What the apex bank is saying
Speaking after the MPC meeting, Cardoso said Nigeria’s current reserve level remains strong enough to cover more than nine months of imports for goods and services.
- “Gross external reserve remained robust at $49.49 billion as of May 15, 2026, compared with $48.35 billion at the end of March 2026, sufficient to cover 9.04 months of imports for goods and services.”
- “This strong buffer continues to reinforce investor confidence in the Nigerian economy and support exchange-rate stability,” Cardoso stated.
According to the CBN governor, the reserve position also reflects improving confidence in Nigeria’s foreign exchange management framework and ongoing reforms aimed at strengthening market transparency and boosting FX inflows.
Get up to speed
Nigeria’s external reserves had come under sustained pressure in recent weeks before the latest rebound.
Data from the CBN showed that reserves declined by about $855 million within five weeks, falling from $49.18 billion on April 1, 2026, to $48.33 billion as of May 7, 2026.
- Reserves declined from $49.133 billion on April 2 to $48.940 billion on April 7 before dropping further to $48.675 billion on April 15.
- External reserves weakened to $48.541 billion on April 20 and later slipped to $48.364 billion by April 30.
- By May 7, reserves had settled at $48.325 billion, raising concerns over the sustainability of FX inflows amid rising demand pressures.
Despite the decline recorded during the period, reserve levels remained significantly higher than the position recorded during the same period in the previous year.
More insights
Cardoso had earlier dismissed concerns over the recent decline in reserves, insisting that such fluctuations were not unusual in the current market environment.
Speaking during a press briefing at the end of the IMF Spring Meetings in April, the CBN governor said Nigerians often overreact to relatively small swings in reserve figures.
- “In fact, what concerns me is not so much the decline in reserves, but the reaction to relatively small swings in the numbers, which in today’s market environment should not trigger anxiety,” Cardoso said at the time.
He stressed that Nigeria remains in a comfortable reserve position, well above the International Monetary Fund’s benchmark of three to six months of import cover.
According to him, the country’s foreign exchange buffers remain adequate to support macroeconomic stability, exchange-rate management, and investor confidence.
What you should know
Nairametrics previously reported that Nigeria’s external reserves declined from above $50.08 billion on March 12 to $49.61 billion by March 23, 2026.
In January 2026, reserves increased by about $509 million within the first 22 days, reflecting improved foreign exchange inflows during the period.

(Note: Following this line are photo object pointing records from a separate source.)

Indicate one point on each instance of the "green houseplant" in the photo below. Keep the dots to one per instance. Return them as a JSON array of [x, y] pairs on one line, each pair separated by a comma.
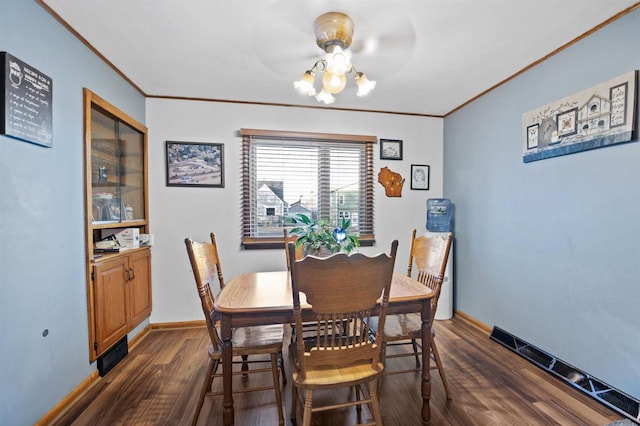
[[317, 236]]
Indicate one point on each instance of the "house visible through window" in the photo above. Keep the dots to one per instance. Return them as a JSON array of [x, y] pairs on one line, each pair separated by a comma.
[[320, 175]]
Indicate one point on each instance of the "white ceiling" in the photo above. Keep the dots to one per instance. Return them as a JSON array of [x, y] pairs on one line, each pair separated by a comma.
[[432, 55]]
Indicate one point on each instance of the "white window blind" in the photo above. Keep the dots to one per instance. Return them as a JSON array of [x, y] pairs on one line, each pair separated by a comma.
[[321, 175]]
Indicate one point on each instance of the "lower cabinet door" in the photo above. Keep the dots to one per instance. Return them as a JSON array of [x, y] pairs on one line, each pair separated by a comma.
[[111, 310], [140, 287]]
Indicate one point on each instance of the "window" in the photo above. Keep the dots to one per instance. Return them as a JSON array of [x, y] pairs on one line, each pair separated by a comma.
[[321, 175]]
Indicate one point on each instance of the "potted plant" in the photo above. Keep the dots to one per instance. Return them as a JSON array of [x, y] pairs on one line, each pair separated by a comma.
[[317, 237]]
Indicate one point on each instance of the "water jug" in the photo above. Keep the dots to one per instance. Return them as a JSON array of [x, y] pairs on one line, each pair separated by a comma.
[[439, 215]]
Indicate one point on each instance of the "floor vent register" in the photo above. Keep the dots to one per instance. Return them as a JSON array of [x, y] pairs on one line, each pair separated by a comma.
[[618, 401]]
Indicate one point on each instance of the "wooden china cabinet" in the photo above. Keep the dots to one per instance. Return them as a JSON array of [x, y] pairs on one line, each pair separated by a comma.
[[116, 198]]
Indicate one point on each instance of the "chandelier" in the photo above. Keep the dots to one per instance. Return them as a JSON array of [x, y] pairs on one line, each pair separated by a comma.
[[334, 33]]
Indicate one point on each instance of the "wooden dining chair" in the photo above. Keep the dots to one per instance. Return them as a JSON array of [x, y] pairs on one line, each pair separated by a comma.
[[341, 289], [430, 255], [262, 340]]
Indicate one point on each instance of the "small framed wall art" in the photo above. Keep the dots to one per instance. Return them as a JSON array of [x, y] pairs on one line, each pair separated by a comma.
[[390, 149], [196, 164], [419, 176]]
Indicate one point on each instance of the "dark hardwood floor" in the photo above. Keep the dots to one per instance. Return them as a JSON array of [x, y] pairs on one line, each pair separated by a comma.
[[158, 384]]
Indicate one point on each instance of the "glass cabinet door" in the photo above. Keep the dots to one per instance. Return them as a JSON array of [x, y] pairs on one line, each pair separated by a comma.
[[117, 170]]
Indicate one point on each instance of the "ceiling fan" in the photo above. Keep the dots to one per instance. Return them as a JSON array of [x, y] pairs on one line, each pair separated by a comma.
[[334, 34], [382, 44]]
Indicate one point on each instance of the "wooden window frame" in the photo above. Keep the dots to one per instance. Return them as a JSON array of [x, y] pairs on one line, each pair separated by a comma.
[[366, 216]]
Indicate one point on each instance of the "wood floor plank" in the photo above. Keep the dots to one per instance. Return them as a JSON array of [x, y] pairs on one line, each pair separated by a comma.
[[159, 381]]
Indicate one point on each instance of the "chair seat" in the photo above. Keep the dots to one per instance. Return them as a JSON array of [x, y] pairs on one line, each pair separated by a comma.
[[331, 376], [253, 340], [400, 327]]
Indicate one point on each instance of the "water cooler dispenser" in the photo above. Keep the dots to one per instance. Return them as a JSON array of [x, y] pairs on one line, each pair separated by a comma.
[[440, 221]]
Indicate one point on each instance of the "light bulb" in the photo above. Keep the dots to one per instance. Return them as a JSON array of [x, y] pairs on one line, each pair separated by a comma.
[[305, 84], [333, 83]]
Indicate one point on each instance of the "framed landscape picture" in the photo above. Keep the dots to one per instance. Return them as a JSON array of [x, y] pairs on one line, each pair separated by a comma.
[[197, 164]]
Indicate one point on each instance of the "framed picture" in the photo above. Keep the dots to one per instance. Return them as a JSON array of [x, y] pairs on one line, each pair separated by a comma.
[[390, 149], [197, 164], [419, 176], [532, 136], [567, 122]]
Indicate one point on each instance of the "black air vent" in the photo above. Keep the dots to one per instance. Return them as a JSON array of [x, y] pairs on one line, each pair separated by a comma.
[[595, 388], [113, 356]]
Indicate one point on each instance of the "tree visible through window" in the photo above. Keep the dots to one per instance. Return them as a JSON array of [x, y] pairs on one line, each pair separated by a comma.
[[320, 175]]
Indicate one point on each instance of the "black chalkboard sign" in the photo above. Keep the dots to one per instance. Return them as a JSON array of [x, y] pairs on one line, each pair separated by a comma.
[[25, 102]]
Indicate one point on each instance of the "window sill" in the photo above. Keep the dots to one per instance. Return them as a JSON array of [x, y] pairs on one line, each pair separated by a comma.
[[278, 242]]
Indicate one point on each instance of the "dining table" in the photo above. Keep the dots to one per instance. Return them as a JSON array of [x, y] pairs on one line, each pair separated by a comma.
[[261, 298]]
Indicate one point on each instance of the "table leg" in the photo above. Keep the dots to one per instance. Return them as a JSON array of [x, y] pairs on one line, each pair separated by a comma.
[[227, 358], [426, 358]]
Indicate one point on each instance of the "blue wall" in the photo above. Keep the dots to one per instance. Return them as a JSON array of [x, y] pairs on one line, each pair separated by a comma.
[[42, 276], [550, 250]]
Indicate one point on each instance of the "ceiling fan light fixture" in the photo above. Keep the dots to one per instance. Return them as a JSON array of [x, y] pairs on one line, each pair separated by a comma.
[[334, 34], [338, 60], [365, 86], [333, 83], [305, 84]]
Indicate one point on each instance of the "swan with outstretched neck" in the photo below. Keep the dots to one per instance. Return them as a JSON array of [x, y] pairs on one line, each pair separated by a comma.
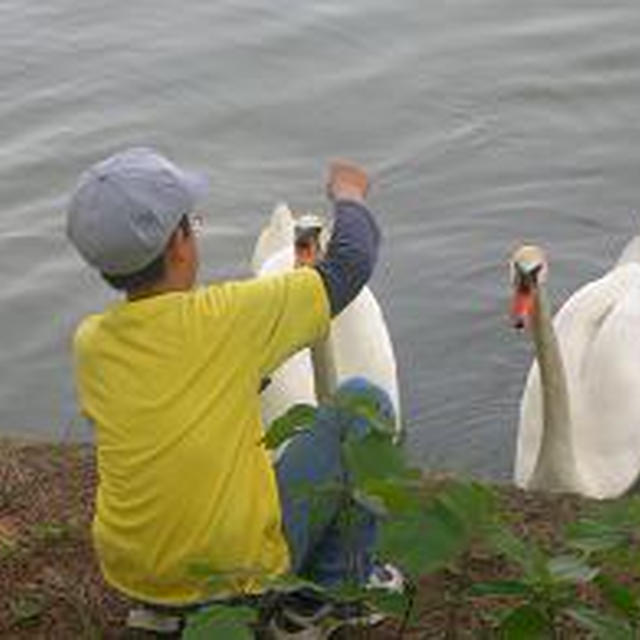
[[579, 425]]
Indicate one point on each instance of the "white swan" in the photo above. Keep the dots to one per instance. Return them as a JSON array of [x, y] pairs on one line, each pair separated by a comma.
[[358, 344], [580, 412]]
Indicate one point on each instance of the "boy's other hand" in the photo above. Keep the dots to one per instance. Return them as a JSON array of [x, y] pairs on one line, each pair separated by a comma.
[[347, 181]]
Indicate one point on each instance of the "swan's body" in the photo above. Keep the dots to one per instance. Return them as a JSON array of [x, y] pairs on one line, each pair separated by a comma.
[[358, 344], [580, 428]]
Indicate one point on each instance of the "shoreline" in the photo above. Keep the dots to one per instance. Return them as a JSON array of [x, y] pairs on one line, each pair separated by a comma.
[[50, 585]]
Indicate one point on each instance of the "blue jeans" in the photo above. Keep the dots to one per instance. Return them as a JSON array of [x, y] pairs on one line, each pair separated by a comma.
[[331, 540]]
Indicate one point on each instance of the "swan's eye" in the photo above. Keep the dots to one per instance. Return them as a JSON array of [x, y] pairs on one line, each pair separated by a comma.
[[526, 275]]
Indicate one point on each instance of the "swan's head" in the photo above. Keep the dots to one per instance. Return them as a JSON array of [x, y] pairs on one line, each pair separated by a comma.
[[528, 271]]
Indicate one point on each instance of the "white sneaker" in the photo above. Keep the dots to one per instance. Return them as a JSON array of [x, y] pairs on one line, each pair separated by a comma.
[[386, 577]]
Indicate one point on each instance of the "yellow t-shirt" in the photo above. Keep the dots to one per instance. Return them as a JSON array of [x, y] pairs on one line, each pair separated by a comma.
[[171, 383]]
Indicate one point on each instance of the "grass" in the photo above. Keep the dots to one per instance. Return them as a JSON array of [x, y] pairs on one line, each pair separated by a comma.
[[50, 584]]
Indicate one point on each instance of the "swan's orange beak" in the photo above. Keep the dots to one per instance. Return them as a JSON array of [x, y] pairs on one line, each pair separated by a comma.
[[522, 307]]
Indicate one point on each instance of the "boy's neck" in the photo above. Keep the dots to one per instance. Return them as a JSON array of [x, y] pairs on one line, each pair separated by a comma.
[[158, 289]]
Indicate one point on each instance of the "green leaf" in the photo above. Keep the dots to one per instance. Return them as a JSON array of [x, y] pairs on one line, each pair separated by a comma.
[[500, 588], [571, 569], [504, 541], [218, 621], [524, 623], [373, 504], [298, 418], [373, 456], [423, 542], [600, 624], [619, 596], [398, 496]]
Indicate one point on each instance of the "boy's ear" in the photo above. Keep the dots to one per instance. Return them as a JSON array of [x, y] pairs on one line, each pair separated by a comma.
[[175, 251]]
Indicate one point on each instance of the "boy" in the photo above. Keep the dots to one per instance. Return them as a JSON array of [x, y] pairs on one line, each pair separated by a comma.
[[170, 378]]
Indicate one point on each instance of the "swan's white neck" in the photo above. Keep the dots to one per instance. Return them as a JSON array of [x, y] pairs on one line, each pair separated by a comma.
[[555, 468]]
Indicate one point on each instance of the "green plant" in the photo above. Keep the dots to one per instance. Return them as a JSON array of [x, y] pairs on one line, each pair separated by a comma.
[[548, 589]]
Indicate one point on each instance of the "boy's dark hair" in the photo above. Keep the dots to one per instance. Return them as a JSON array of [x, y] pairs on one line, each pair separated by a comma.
[[148, 275]]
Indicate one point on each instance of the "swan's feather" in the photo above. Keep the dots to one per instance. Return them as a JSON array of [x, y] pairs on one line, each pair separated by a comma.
[[631, 253], [598, 332]]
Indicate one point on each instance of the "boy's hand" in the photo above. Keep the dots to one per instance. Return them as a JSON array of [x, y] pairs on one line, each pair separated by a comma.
[[347, 181]]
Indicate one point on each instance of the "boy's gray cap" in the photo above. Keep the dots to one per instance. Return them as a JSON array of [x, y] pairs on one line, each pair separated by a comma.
[[125, 208]]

Nigeria’s external reserves have strengthened significantly over the past year following foreign exchange reforms introduced by President Bola Ahmed Tinubu’s administration and the CBN under Cardoso.
Analysts have linked the broader improvement in reserves to stronger investor confidence, policy reforms, and increased activity across Nigeria’s foreign exchange market.
The reserves remain a critical buffer for managing exchange-rate pressures, supporting imports, and maintaining confidence in the Nigerian economy.